What happens once a process has established an authid and a server has authenticated a client as having that authid? The server now knows who the client is and what the client wants to do. The question then becomes, Is the client’s authid allowed to perform that operation on that object? This decision, called authorization, can be expressed as the following simple predicate:

boolean = Authorize(object, authid, operation);

The Authorize() predicate can be viewed as a three-dimensional boolean array or as an SQL table. The array, called the access control matrix, is quite sparse and stores only the TRUE entries. Usually, a column of the array is stored with the object. That is, the authorization logic keeps a list of (authid, operation) pairs for an object, called the object’s access control list. Alternatively, SQL systems routinely keep a three-column privileges table indexed by (object, authid). Either scheme quickly answers the authorization question.

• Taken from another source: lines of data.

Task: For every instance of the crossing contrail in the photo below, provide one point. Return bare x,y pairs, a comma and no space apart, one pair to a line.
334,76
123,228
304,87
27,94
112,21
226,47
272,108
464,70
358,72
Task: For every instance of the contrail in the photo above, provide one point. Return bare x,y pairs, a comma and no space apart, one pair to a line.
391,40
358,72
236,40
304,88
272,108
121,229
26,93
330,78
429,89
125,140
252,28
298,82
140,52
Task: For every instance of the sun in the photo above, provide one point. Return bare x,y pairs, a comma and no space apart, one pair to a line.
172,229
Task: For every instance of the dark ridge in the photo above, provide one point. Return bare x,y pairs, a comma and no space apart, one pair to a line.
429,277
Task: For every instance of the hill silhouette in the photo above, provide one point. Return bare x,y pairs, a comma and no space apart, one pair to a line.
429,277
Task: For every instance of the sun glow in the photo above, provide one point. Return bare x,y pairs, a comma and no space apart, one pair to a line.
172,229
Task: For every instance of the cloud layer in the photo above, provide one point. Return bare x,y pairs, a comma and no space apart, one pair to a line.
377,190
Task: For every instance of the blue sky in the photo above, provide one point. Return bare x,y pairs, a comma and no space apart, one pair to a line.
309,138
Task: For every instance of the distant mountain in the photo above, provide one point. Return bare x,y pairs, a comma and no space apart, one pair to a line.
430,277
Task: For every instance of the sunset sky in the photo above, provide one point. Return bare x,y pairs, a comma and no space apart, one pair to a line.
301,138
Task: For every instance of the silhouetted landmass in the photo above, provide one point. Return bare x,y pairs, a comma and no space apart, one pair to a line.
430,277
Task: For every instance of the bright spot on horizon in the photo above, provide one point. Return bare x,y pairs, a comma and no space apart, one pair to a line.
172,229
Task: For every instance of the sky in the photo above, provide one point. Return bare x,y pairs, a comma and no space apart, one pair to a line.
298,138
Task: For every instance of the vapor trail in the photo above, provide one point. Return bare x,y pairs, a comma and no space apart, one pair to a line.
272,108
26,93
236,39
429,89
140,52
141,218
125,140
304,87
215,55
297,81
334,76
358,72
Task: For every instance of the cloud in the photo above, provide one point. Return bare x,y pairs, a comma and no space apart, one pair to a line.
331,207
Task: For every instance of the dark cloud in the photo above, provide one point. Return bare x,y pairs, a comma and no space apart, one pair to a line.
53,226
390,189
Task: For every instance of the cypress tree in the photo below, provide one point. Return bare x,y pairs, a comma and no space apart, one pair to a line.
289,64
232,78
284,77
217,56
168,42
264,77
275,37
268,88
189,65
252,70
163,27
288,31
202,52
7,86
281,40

The object owner often wants to grant access to everybody, or to all bank tellers, or to everybody in his group. Thus far, we have not encountered the concept of an authority group—a list of authids, or a predicate on authids. The group concept eases administration of the access control matrix and collapses its size. For example, to grant everybody in group G read authority on object O, the (O, G, read) element would be added to the privileges table. When a member of the group wanted to read the object, the authorization test would check the requestor’s membership in group G.

Some systems, especially governmental ones, want to know each time an authentication or authorization step happens. At such points, a record or message about the step must be sent to a security auditing server, which collects this information for later analysis.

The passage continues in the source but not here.